A Argentina num terraço
por Bruno CarmeloO diretor Gustavo Taretto tem feito escolhas curiosas no cinema: além de criar longas-metragens a partir de seus próprios curtas, ele sente-se motivado por restrições autoimpostas. Em Medianeras - Buenos Aires na Era do Amor Virtual, tinha o desafio improvável de fazer uma comédia romântica na qual os protagonistas se encontrassem apenas na cena final. A missão foi cumprida. Em Las Insoladas, Taretto buscou criar um filme sobre a Argentina sem jamais sair do terraço de um prédio. Tarefa cumprida mais uma vez.
O filme mostra seis amigas ao longo de um único dia, tomando sol no topo de um prédio de Buenos Aires, na véspera de Ano Novo. Elas se conheceram na escola de dança, e devem fazer uma apresentação de salsa dentro de algumas horas. Preso a um único lugar, o diretor e roteirista apoia o filme nos diálogos, criando uma obra um tanto verborrágica. Fala-se do começo ao fim, algo incômodo, mas atenuado pelo bom humor e pelos embates bem construídos entre as mulheres.
Por mais que Taretto tente deslocar as suas personagens e criar ritmo – entre o chão de cimento e a piscina de armar, entre o outdoor e as colunas – Las Insoladas torna-se monótono em alguns momentos. A estrutura teatral é tão inusitada quanto repetitiva. Pelo menos, ao longo da narrativa, os diálogos melhoram e a personalidade das seis amigas se desenvolve de modo aprofundado. É interessante que Taretto coloque frente a frente uma sonhadora e uma realista, uma mística e uma cética, uma maliciosa e uma ingênua. A escolha pode ser didática, mas funciona no propósito reflexivo do conjunto.
De fato, os temas abordados justificam o investimento do diretor no projeto.

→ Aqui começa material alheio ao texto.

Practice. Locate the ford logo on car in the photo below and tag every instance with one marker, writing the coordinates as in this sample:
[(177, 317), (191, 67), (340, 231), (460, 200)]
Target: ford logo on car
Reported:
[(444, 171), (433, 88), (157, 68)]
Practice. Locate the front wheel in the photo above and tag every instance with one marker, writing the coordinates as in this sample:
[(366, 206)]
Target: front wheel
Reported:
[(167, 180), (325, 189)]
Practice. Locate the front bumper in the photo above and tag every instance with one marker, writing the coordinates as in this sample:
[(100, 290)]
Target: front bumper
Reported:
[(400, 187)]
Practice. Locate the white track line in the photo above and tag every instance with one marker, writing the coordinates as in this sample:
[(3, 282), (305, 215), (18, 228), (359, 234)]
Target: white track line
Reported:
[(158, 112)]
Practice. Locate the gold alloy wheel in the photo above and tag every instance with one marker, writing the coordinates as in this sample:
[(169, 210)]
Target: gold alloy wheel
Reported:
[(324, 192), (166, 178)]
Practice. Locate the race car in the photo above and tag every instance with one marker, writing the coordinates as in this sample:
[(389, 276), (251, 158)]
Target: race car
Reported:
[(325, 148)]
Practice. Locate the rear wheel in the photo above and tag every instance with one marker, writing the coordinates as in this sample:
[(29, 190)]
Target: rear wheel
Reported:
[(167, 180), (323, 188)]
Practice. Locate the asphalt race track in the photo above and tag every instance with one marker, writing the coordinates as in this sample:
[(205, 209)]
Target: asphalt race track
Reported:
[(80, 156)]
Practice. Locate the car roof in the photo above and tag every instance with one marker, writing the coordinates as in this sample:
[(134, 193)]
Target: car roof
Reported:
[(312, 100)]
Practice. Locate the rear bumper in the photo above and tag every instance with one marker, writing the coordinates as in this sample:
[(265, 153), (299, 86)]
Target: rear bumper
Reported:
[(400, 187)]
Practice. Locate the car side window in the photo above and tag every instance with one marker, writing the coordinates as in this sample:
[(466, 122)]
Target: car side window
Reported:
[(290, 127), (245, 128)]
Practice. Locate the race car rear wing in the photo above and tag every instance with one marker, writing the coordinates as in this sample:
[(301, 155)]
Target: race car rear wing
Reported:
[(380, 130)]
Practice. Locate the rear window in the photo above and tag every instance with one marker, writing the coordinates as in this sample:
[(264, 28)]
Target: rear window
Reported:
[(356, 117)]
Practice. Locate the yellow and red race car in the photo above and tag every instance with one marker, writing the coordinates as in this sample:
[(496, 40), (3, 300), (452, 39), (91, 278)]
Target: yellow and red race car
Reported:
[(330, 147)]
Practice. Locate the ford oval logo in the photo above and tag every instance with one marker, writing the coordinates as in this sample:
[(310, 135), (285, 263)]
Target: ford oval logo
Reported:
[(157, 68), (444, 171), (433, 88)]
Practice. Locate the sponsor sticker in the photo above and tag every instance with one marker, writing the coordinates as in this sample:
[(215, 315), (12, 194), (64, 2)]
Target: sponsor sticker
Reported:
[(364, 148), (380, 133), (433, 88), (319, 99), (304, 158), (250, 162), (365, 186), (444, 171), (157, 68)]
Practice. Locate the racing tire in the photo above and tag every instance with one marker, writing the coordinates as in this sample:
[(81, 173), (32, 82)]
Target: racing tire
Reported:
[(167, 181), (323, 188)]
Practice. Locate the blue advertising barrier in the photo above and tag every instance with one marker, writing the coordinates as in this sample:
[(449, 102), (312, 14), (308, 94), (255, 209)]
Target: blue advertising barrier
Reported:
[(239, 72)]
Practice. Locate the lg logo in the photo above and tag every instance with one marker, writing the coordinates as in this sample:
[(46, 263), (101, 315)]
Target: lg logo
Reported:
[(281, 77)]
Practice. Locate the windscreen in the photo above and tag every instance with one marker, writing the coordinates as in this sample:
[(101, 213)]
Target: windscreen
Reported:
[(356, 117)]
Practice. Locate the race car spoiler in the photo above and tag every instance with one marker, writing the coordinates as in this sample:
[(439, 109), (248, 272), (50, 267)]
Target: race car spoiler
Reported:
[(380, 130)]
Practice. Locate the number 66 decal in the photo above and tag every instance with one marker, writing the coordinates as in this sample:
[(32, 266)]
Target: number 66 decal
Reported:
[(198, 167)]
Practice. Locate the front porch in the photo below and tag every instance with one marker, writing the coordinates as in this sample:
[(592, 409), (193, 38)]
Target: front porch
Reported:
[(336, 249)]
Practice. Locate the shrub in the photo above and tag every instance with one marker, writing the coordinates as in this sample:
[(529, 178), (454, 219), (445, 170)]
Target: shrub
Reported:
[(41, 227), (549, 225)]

Todas as questões urbanas da década de 90 são representadas ao longo da trama: as dificuldades financeiras na era da paridade forçada entre o peso e o dólar, a opressão feminina, a claustrofobia da metrópole e o fetichismo da alteridade – representado por Cuba, com ótimas piadas sobre a desinformação do Ocidente sobre o comunismo. O roteiro toca em dezenas de questões importantes, sem reduzir suas mulheres a objetos de desejo ou a figuras amorosas. Aliás, fala-se pouco sobre amor ou aparência, algo louvável em um filme com mulheres em papéis principais.
Se fosse um pouco mais longe em seus complexos temas, Las Insoladas seria uma obra realmente questionadora e ousada. Mas Taretto mantém as rédeas firmes no terreno do feel good movie, interrompendo a discussão cada vez que se torna séria demais. Nesses momentos, as palavras se silenciam, a imagem busca o colorido dos biquínis, a trilha de salsa cresce e ocupa o espaço sonoro (em volume ensurdecedor, diga-se de passagem) e a indicação da temperatura na tela ressalta que estamos, de fato, em um filme de verão sobre amigas se bronzeando juntas. O cineasta tenta navegar entre o terreno comercial e o circuito de arte, entre a diversão e a política. Conquista resultados razoáveis nos dois terrenos, sem investir a fundo nem em um, nem em outro.